Cantiques à la Vierge Marie (8)
Claudel en pensée a vu que la Vierge Sainte,
Poussée par un élan d’amour, de don de soi
Non démentis, ayant au Cœur la Croix étreinte,
Fut première au Calvaire, et son Roi y reçoit.
Se retournant vers son Fils qui n’en pouvait plus,
Qui par trois fois était tombé sur le chemin,
D’un geste majestueux, elle ouvrit bras et mains,
Dit aue retable de douleurs qu’est son Jésus :
« Maintenant ! Ici ! Nul besoin d’aller plus loin !
C’est maintenant ! Ici ! Ta mission s’achève.
À la face Du monde en ce lieu on t’élève.
Tu as sacrifié ta Vie plus que de besoin. »
Ce geste est le baiser dont la voici privée.
Elle assiste impuissante à ces préparatifs
De la mise à mort de ce singulier captif
Dont les derniers instants sont enfin arrivés.

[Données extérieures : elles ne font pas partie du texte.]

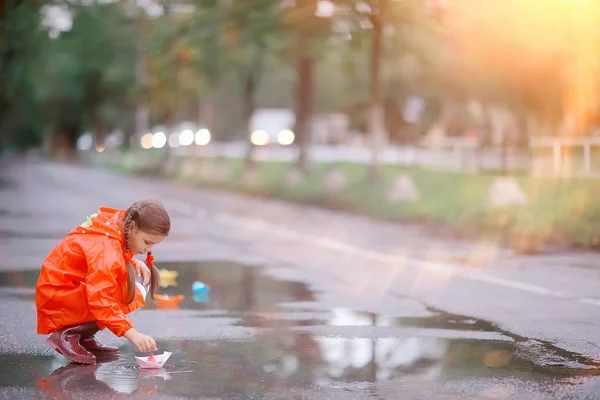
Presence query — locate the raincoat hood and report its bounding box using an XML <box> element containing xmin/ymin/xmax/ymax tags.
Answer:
<box><xmin>69</xmin><ymin>207</ymin><xmax>126</xmax><ymax>242</ymax></box>
<box><xmin>36</xmin><ymin>207</ymin><xmax>146</xmax><ymax>337</ymax></box>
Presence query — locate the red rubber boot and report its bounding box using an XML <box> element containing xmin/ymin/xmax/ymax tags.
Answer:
<box><xmin>46</xmin><ymin>324</ymin><xmax>96</xmax><ymax>364</ymax></box>
<box><xmin>79</xmin><ymin>321</ymin><xmax>119</xmax><ymax>356</ymax></box>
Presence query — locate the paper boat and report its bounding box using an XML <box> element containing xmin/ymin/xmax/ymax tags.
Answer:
<box><xmin>155</xmin><ymin>294</ymin><xmax>185</xmax><ymax>306</ymax></box>
<box><xmin>138</xmin><ymin>368</ymin><xmax>171</xmax><ymax>381</ymax></box>
<box><xmin>135</xmin><ymin>351</ymin><xmax>172</xmax><ymax>369</ymax></box>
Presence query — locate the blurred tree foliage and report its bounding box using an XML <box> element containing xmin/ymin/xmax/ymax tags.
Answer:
<box><xmin>0</xmin><ymin>0</ymin><xmax>600</xmax><ymax>161</ymax></box>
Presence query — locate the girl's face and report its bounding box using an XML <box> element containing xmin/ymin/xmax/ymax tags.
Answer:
<box><xmin>129</xmin><ymin>222</ymin><xmax>166</xmax><ymax>254</ymax></box>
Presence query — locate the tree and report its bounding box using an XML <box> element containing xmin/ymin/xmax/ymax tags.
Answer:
<box><xmin>221</xmin><ymin>0</ymin><xmax>281</xmax><ymax>165</ymax></box>
<box><xmin>0</xmin><ymin>0</ymin><xmax>47</xmax><ymax>150</ymax></box>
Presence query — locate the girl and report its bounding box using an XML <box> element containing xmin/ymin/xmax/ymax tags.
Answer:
<box><xmin>36</xmin><ymin>200</ymin><xmax>171</xmax><ymax>364</ymax></box>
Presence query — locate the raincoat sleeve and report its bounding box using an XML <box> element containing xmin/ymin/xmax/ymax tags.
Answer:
<box><xmin>85</xmin><ymin>240</ymin><xmax>133</xmax><ymax>337</ymax></box>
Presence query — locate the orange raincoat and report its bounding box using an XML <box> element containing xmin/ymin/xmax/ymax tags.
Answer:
<box><xmin>36</xmin><ymin>207</ymin><xmax>146</xmax><ymax>337</ymax></box>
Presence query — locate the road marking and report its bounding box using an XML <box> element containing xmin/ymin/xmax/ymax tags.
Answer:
<box><xmin>209</xmin><ymin>211</ymin><xmax>600</xmax><ymax>306</ymax></box>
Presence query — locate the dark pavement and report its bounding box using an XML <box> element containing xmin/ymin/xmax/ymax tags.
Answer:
<box><xmin>0</xmin><ymin>158</ymin><xmax>600</xmax><ymax>399</ymax></box>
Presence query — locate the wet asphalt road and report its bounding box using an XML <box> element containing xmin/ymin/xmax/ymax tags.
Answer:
<box><xmin>0</xmin><ymin>158</ymin><xmax>600</xmax><ymax>399</ymax></box>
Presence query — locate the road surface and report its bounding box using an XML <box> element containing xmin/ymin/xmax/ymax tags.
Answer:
<box><xmin>0</xmin><ymin>161</ymin><xmax>600</xmax><ymax>399</ymax></box>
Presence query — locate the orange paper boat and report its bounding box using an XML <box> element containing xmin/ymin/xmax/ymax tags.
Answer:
<box><xmin>156</xmin><ymin>294</ymin><xmax>185</xmax><ymax>306</ymax></box>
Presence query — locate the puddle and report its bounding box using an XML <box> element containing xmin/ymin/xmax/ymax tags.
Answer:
<box><xmin>0</xmin><ymin>330</ymin><xmax>597</xmax><ymax>399</ymax></box>
<box><xmin>0</xmin><ymin>262</ymin><xmax>600</xmax><ymax>399</ymax></box>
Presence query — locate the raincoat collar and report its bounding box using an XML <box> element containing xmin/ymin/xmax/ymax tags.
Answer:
<box><xmin>71</xmin><ymin>207</ymin><xmax>126</xmax><ymax>242</ymax></box>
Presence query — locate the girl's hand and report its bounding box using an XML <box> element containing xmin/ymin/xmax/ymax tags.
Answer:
<box><xmin>125</xmin><ymin>328</ymin><xmax>157</xmax><ymax>353</ymax></box>
<box><xmin>132</xmin><ymin>258</ymin><xmax>151</xmax><ymax>286</ymax></box>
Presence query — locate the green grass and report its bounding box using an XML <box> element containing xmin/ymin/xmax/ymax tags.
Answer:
<box><xmin>95</xmin><ymin>152</ymin><xmax>600</xmax><ymax>252</ymax></box>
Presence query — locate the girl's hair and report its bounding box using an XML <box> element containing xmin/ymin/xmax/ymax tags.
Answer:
<box><xmin>123</xmin><ymin>200</ymin><xmax>171</xmax><ymax>304</ymax></box>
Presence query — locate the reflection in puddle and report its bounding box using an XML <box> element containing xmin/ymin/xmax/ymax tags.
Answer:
<box><xmin>0</xmin><ymin>262</ymin><xmax>597</xmax><ymax>399</ymax></box>
<box><xmin>0</xmin><ymin>330</ymin><xmax>595</xmax><ymax>399</ymax></box>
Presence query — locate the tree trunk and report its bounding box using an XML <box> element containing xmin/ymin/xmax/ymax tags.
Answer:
<box><xmin>51</xmin><ymin>127</ymin><xmax>78</xmax><ymax>161</ymax></box>
<box><xmin>295</xmin><ymin>57</ymin><xmax>314</xmax><ymax>173</ymax></box>
<box><xmin>242</xmin><ymin>72</ymin><xmax>256</xmax><ymax>167</ymax></box>
<box><xmin>368</xmin><ymin>15</ymin><xmax>385</xmax><ymax>181</ymax></box>
<box><xmin>133</xmin><ymin>17</ymin><xmax>150</xmax><ymax>146</ymax></box>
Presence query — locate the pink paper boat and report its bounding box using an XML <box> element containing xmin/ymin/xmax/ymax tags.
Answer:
<box><xmin>135</xmin><ymin>351</ymin><xmax>172</xmax><ymax>369</ymax></box>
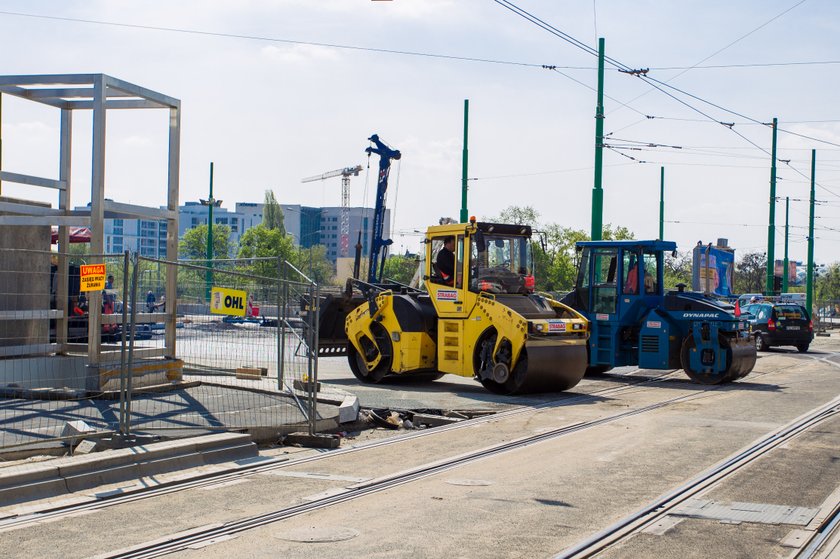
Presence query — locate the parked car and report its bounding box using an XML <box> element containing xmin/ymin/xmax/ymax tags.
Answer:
<box><xmin>741</xmin><ymin>302</ymin><xmax>814</xmax><ymax>353</ymax></box>
<box><xmin>738</xmin><ymin>293</ymin><xmax>764</xmax><ymax>312</ymax></box>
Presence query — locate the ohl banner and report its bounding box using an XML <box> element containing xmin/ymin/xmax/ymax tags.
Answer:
<box><xmin>210</xmin><ymin>287</ymin><xmax>248</xmax><ymax>316</ymax></box>
<box><xmin>691</xmin><ymin>245</ymin><xmax>735</xmax><ymax>297</ymax></box>
<box><xmin>79</xmin><ymin>264</ymin><xmax>105</xmax><ymax>291</ymax></box>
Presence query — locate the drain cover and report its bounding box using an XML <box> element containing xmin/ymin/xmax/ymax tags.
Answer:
<box><xmin>446</xmin><ymin>479</ymin><xmax>493</xmax><ymax>486</ymax></box>
<box><xmin>274</xmin><ymin>526</ymin><xmax>360</xmax><ymax>543</ymax></box>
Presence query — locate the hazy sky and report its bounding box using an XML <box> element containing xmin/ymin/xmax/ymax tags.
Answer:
<box><xmin>0</xmin><ymin>0</ymin><xmax>840</xmax><ymax>262</ymax></box>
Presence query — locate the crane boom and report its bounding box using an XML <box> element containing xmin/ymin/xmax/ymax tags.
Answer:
<box><xmin>300</xmin><ymin>165</ymin><xmax>362</xmax><ymax>256</ymax></box>
<box><xmin>365</xmin><ymin>134</ymin><xmax>402</xmax><ymax>283</ymax></box>
<box><xmin>300</xmin><ymin>165</ymin><xmax>362</xmax><ymax>182</ymax></box>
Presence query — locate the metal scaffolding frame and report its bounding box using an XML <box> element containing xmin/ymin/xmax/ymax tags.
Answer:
<box><xmin>0</xmin><ymin>74</ymin><xmax>181</xmax><ymax>367</ymax></box>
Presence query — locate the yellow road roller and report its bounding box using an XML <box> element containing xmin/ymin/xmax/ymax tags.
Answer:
<box><xmin>344</xmin><ymin>219</ymin><xmax>589</xmax><ymax>394</ymax></box>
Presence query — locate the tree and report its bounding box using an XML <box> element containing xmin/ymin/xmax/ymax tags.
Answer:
<box><xmin>664</xmin><ymin>250</ymin><xmax>693</xmax><ymax>291</ymax></box>
<box><xmin>735</xmin><ymin>252</ymin><xmax>767</xmax><ymax>293</ymax></box>
<box><xmin>178</xmin><ymin>225</ymin><xmax>232</xmax><ymax>260</ymax></box>
<box><xmin>236</xmin><ymin>224</ymin><xmax>295</xmax><ymax>278</ymax></box>
<box><xmin>262</xmin><ymin>190</ymin><xmax>286</xmax><ymax>235</ymax></box>
<box><xmin>290</xmin><ymin>245</ymin><xmax>335</xmax><ymax>285</ymax></box>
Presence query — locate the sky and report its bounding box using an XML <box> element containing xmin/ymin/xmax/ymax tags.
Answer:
<box><xmin>0</xmin><ymin>0</ymin><xmax>840</xmax><ymax>263</ymax></box>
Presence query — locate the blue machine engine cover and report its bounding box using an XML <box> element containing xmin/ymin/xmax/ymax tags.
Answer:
<box><xmin>639</xmin><ymin>313</ymin><xmax>671</xmax><ymax>369</ymax></box>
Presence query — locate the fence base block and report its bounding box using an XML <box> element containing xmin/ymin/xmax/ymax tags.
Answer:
<box><xmin>283</xmin><ymin>433</ymin><xmax>341</xmax><ymax>448</ymax></box>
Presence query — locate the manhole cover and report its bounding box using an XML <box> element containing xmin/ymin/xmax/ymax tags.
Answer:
<box><xmin>446</xmin><ymin>479</ymin><xmax>493</xmax><ymax>486</ymax></box>
<box><xmin>274</xmin><ymin>526</ymin><xmax>359</xmax><ymax>543</ymax></box>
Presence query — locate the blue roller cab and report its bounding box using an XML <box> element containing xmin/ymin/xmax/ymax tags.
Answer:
<box><xmin>563</xmin><ymin>240</ymin><xmax>755</xmax><ymax>384</ymax></box>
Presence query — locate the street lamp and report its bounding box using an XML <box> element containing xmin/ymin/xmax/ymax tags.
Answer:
<box><xmin>198</xmin><ymin>161</ymin><xmax>222</xmax><ymax>303</ymax></box>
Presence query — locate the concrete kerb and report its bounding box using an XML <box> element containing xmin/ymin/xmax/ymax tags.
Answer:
<box><xmin>0</xmin><ymin>433</ymin><xmax>258</xmax><ymax>507</ymax></box>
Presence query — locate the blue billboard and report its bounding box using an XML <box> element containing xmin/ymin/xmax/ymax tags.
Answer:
<box><xmin>691</xmin><ymin>245</ymin><xmax>735</xmax><ymax>297</ymax></box>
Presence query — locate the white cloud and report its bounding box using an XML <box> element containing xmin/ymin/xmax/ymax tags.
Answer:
<box><xmin>260</xmin><ymin>45</ymin><xmax>341</xmax><ymax>64</ymax></box>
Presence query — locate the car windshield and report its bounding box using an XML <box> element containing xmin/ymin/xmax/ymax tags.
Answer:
<box><xmin>470</xmin><ymin>234</ymin><xmax>534</xmax><ymax>293</ymax></box>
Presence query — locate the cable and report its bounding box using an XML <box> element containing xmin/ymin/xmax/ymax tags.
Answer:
<box><xmin>0</xmin><ymin>10</ymin><xmax>556</xmax><ymax>70</ymax></box>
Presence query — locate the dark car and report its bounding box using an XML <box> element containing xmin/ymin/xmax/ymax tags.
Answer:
<box><xmin>742</xmin><ymin>302</ymin><xmax>814</xmax><ymax>353</ymax></box>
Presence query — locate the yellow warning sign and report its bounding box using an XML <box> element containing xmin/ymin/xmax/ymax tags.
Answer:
<box><xmin>79</xmin><ymin>264</ymin><xmax>105</xmax><ymax>291</ymax></box>
<box><xmin>210</xmin><ymin>287</ymin><xmax>248</xmax><ymax>316</ymax></box>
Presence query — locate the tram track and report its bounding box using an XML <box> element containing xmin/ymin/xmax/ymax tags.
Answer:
<box><xmin>88</xmin><ymin>373</ymin><xmax>804</xmax><ymax>558</ymax></box>
<box><xmin>0</xmin><ymin>369</ymin><xmax>679</xmax><ymax>533</ymax></box>
<box><xmin>0</xmin><ymin>356</ymin><xmax>812</xmax><ymax>557</ymax></box>
<box><xmin>554</xmin><ymin>397</ymin><xmax>840</xmax><ymax>559</ymax></box>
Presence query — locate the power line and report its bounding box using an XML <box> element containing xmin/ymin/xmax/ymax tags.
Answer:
<box><xmin>0</xmin><ymin>10</ymin><xmax>564</xmax><ymax>70</ymax></box>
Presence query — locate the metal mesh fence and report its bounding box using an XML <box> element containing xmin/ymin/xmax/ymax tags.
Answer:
<box><xmin>0</xmin><ymin>249</ymin><xmax>318</xmax><ymax>451</ymax></box>
<box><xmin>0</xmin><ymin>249</ymin><xmax>126</xmax><ymax>448</ymax></box>
<box><xmin>121</xmin><ymin>258</ymin><xmax>322</xmax><ymax>442</ymax></box>
<box><xmin>813</xmin><ymin>299</ymin><xmax>840</xmax><ymax>331</ymax></box>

À vrai dire, elle n’est pas du tout impuissante :
C’est la toute-puissance à jamais suppliante
Qui intercède avec son Fils à l’unisson
Pour que la Croix produise une riche moisson.
Aux fouets sans nom de la Flagellation
Et aux railleries du Couronnement d’épines
Succèdent les plaies de la Crucifixion
Et les moqueries des humains qui se mutinent.
Les bourreaux, eux, ne sont que des exécutants.
Ils ne sont pas là pour faire du sentiment,
Pour discuter si le fautif est innocent.
Quelqu’un dit : « Voyons si de la Croix il descend. »
C’est le jour de sa vie aigre-doux entre tous
Aux arrêts mêlés qu’elle accepte et ne repousse :
Les souffrances d’un Cœur qui est transverbéré
Et l’allégresse pour un peuple libéré.